Aku jadi curiga, jangan-jangan aku memang sudah tidak waras. Bagaimana kalau tiba-tiba besok aku terbangun di sebuah rumah sakit jiwa? Dalam hatiku tiba-tiba timbul rasa takut. Karena aku tahu, penderita gangguan jiwa tidak sadar kalau kalau dia sakit jiwa. Bagaimana kalau…
Kepalaku agak pusing. Aneh, padahal mimisannya kan tadi pagi, tapi baru terasa pusing sekarang. Kuusap bagian bawah hidungku, tapi tidak apa-apa. Kulepaskan kemejaku, lalu kulempar ke sudut kamar.
Kruukkk….
Ah, iya. Aku kan belum makan malam. Pantas saja cacing-cacing di perutku berteriak-teriak begitu. Kurebahkan tubuhku di atas tempat tidurku yang nyaman. Hooaahhh...nemui yo. Jadi malas beli makanan, apalagi kalau harus masak sendiri. Mataku pelan-pelan terasa berat, lalu segera saja terlelap.
XXX
Dingin. Perlahan kubuka mataku. Ternyata aku tidur dengan posisi telentang tanpa baju. Untungnya aku tidak sampai membuka celanaku juga. Semalaman tadi angin masuk ke kamarku tanpa permisi karena jendela kamar lupa kututup.
Tenggorokanku rasanya sakit. Tiba-tiba ada sesuatu yang mengalir dari hidungku. Spontan tanganku langsung mengusap lubang hidungku. Kuperhatikan cairan di jari-jariku itu, warnanya bening. Bukan merah! Yah, ternyata bukan darah. Ada rasa kecewa yang diam-diam menyelinap dalam hatiku. Hah, aku Cuma flu.
"Kau sedang apa?"
Tiba-tiba ada suara dari arah pintu kamarku yang tahu-tahu sudah terbuka lebar.

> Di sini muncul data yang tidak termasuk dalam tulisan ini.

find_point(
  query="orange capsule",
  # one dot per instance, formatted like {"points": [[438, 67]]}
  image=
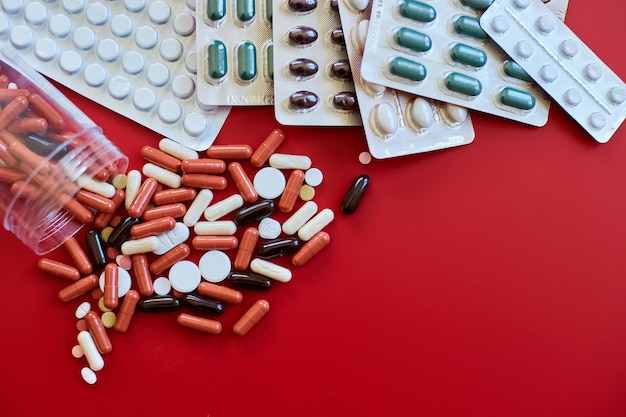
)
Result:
{"points": [[292, 189], [177, 253], [78, 255], [212, 182], [251, 317], [98, 332], [126, 312], [160, 158], [199, 323], [142, 274], [203, 166], [219, 292], [176, 211], [214, 242], [143, 197], [248, 243], [243, 183], [153, 227], [175, 195], [45, 110], [95, 201], [58, 269], [229, 151], [267, 148], [78, 288]]}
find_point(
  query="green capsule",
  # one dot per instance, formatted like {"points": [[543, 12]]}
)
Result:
{"points": [[480, 5], [517, 98], [408, 69], [463, 84], [512, 69], [413, 40], [418, 11], [468, 55], [246, 61], [245, 10], [217, 62], [215, 10], [469, 26]]}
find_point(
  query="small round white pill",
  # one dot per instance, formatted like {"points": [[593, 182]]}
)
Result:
{"points": [[159, 12], [70, 62], [184, 276], [133, 62], [146, 37], [162, 286], [88, 375], [170, 111], [215, 266], [313, 177], [184, 24], [195, 124], [119, 87], [171, 49], [383, 120], [269, 228], [94, 75], [549, 73], [269, 182], [46, 49], [144, 99]]}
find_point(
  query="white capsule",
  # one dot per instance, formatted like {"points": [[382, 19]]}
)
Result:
{"points": [[270, 270], [316, 224], [299, 218], [162, 175], [222, 208], [197, 207]]}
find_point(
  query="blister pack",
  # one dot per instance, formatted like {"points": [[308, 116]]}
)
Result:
{"points": [[437, 49], [135, 57], [312, 78], [398, 123], [560, 63], [234, 42]]}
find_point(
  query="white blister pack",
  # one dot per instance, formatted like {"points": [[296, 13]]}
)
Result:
{"points": [[398, 123], [135, 57], [312, 79], [437, 49], [560, 63], [234, 43]]}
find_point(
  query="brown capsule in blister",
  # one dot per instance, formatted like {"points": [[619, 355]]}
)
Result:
{"points": [[303, 100], [302, 35]]}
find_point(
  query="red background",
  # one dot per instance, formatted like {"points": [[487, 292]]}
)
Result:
{"points": [[486, 280]]}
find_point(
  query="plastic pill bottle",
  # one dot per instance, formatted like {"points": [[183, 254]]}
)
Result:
{"points": [[41, 174]]}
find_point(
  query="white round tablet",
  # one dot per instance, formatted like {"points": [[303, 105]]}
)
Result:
{"points": [[162, 286], [184, 276], [215, 266], [269, 182]]}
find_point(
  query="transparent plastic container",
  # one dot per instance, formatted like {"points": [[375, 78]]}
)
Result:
{"points": [[35, 204]]}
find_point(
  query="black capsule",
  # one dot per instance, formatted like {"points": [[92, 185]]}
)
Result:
{"points": [[341, 69], [250, 281], [159, 303], [303, 100], [203, 305], [303, 67], [345, 101], [278, 247], [302, 6], [96, 249], [302, 35], [254, 213], [121, 233], [354, 195]]}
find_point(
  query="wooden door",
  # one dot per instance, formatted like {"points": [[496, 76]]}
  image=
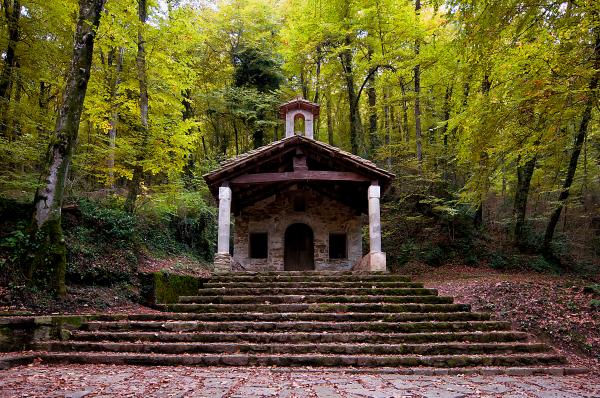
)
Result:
{"points": [[299, 248]]}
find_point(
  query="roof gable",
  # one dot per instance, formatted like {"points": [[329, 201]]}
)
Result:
{"points": [[273, 168]]}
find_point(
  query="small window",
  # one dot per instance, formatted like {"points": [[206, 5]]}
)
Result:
{"points": [[337, 246], [259, 246], [299, 203]]}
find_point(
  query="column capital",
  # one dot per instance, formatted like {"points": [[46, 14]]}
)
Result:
{"points": [[224, 192], [374, 191]]}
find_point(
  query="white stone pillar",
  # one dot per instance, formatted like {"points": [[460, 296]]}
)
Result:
{"points": [[308, 125], [376, 258], [289, 124], [224, 219], [374, 219]]}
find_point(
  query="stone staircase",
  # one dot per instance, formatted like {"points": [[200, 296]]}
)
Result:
{"points": [[337, 319]]}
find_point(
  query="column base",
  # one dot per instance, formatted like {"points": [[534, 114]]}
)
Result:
{"points": [[222, 263], [372, 262]]}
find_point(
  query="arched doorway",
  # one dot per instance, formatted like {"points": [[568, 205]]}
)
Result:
{"points": [[299, 252]]}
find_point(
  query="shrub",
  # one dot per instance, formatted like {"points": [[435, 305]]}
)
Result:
{"points": [[433, 255], [540, 264], [499, 260]]}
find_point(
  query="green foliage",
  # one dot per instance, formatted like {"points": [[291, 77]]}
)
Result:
{"points": [[110, 224], [501, 85], [592, 289], [499, 260]]}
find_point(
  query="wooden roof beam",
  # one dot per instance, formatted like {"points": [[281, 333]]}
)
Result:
{"points": [[299, 175]]}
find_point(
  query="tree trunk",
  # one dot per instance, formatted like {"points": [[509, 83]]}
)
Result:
{"points": [[355, 122], [486, 85], [524, 174], [404, 126], [329, 117], [388, 114], [417, 78], [317, 123], [12, 12], [586, 117], [49, 262], [372, 100], [114, 113], [447, 98], [138, 170]]}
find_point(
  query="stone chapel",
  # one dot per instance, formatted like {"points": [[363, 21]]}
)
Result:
{"points": [[298, 204]]}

"Tetchan!" jeritku kaget melihat pria berambut acak-acakan berdiri di ambang pintu sambil membawa nampan yang di atasnya terdapat mangkuk yang mengepulkan uap putih yang wangi. Perutku langsung berkerucuk-kerucuk minta diisi.
"Ah, ohayou! Itu sarapan untukku?" tanyaku sambil menunjuk mangkuk di tangan Tetchan. "O iya, kenapa kau ada di sini?"
Kulihat Tetchan mendengus sebal. "Bukan 'ohayou' tapi seharusnya 'konnichiwa'! Ramen ini juga bukan untuk sarapan, tapi makan siang!" Katanya sambil meletakkan nampan di depanku. Segera saja kuraih sumpit yang dibawanya, kumasukkan mie yang masih panas itu ke mulutku dalam satu suapan penuh.
"Jadi, kenapa kau ada di sini?" tanyaku sambil terus mengunyah.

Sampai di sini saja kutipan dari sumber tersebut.